With bacterial proteomes, close to 70% of all RBH were detected by all programs (Fig. 3, bottom). The second most important intersections, for both E. coli and B. subtilis, shows that diamond and mmseqs shared the majority of RBH with blastp (see “Results” section). Unlike our previous analysis [17], which showed evidently higher percentages of RBH detected solely by blastp, the proportion of RBHs exclusive to each program were somewhat similar. These exclusive RBH seem to represent differences in sensitivity, which might correspond to a mixture of differentially detected true and false positives.

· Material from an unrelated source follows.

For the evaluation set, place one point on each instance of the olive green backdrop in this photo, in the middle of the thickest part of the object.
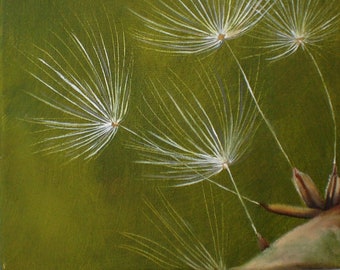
(56, 216)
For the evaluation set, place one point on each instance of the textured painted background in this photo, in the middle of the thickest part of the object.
(57, 216)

In contrast to what we observed in bacteria, both diamond and mmseqs produced a higher proportion of RBH than blastp in eukaryotes (Fig. 4, top). The proportion of RBH found by mmseqs was the highest. Since these proportions are above the RBH found by blastp, it is difficult to decide if these results are an improvement or a problem. The error rate estimates did not help deciding (see section below and Fig. 5, right).

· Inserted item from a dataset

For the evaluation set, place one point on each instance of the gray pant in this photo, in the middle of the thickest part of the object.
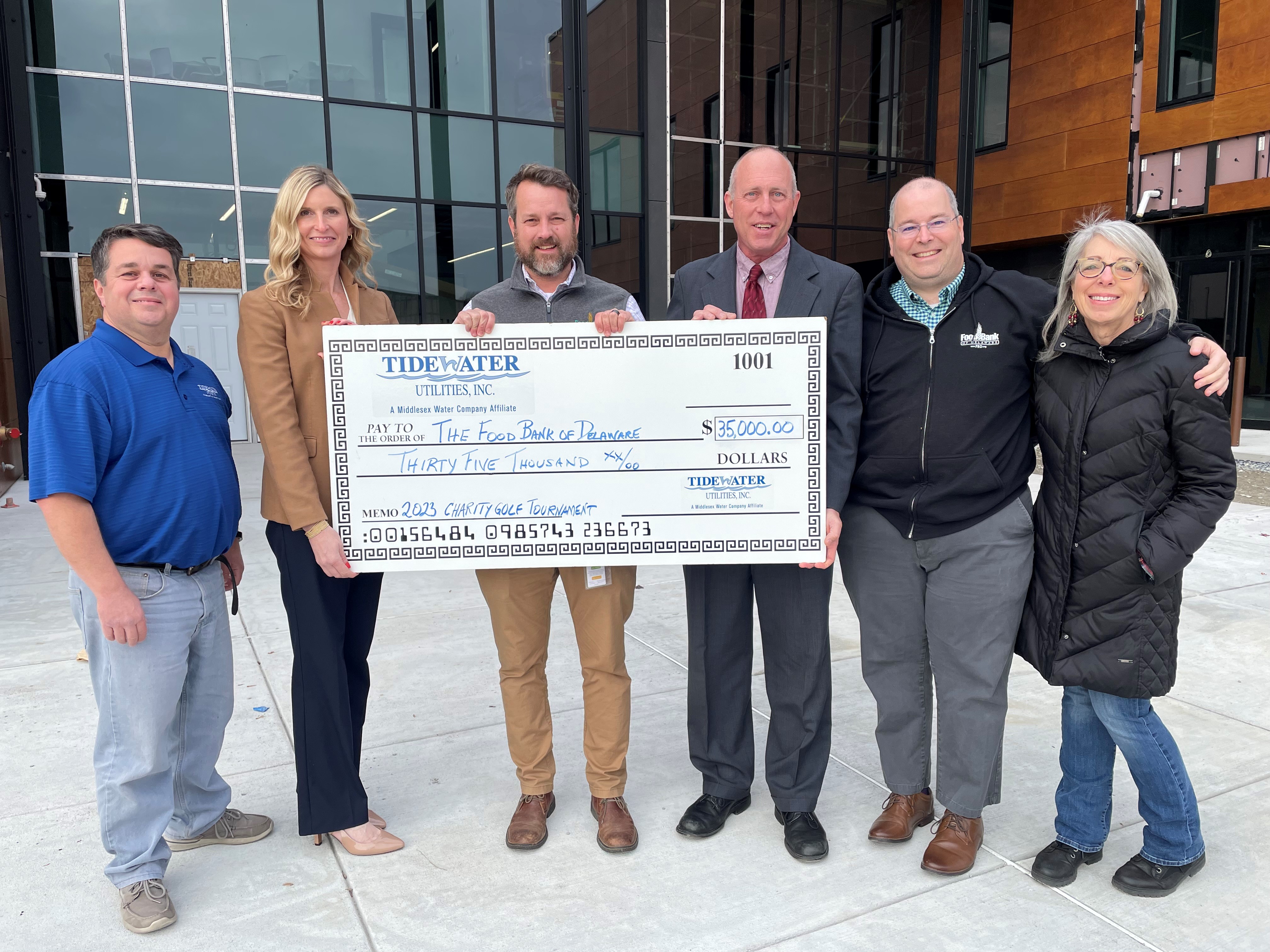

The results of all programs shared a lower proportion of RBH in the eukaryotic results than in the prokaryotic ones, with the intersection of all programs covering close to 62% of the RBH detected (Fig. 4, bottom).

Error rate estimates were very similar among all programs

Despite genomic rearrangements and horizontal gene transfer result in divergence of gene order, a few regions are preserved even between the genomes of evolutionarily distant organisms [2325]. Thus, despite conservation of adjacency is a very limited source for correction of misidentified orthologs, pairs of adjacently conserved genes can still be used to estimate error rates [12].

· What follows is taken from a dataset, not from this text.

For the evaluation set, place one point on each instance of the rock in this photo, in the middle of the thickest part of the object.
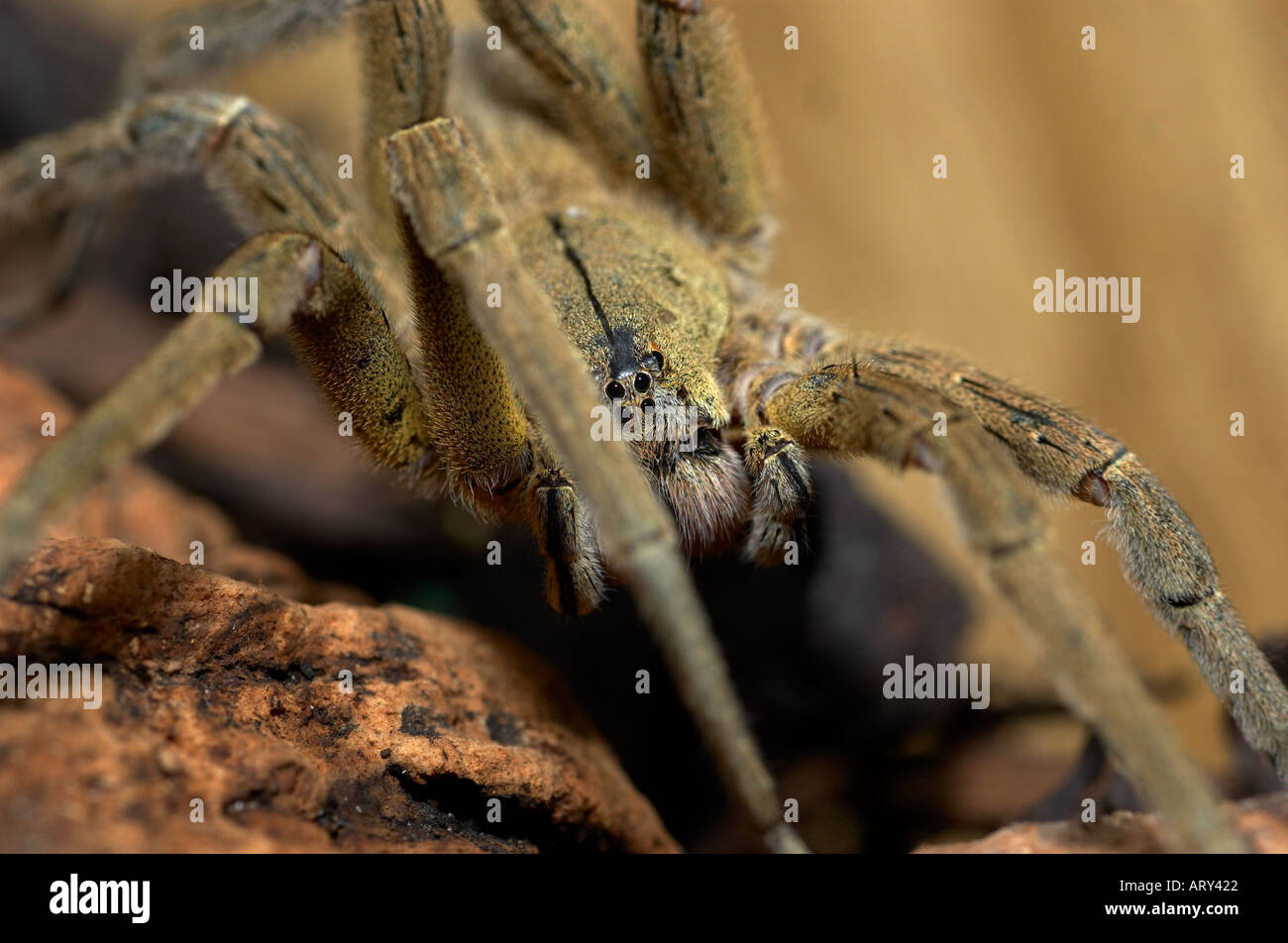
(227, 693)
(1262, 821)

As expected, error rates increased with proteome divergence (Fig. 5). The error rates were very similar among all programs. The mmseqs results consistently showed the lowest error rate estimates. These results suggest that the quality of orthologs remains as high, if not better, when using software that produces results faster than blastp. The reason why mmseqs showed the best quality could be that this program uses a very efficient implementation of the Smith-Waterman algorithm to produce its final alignments.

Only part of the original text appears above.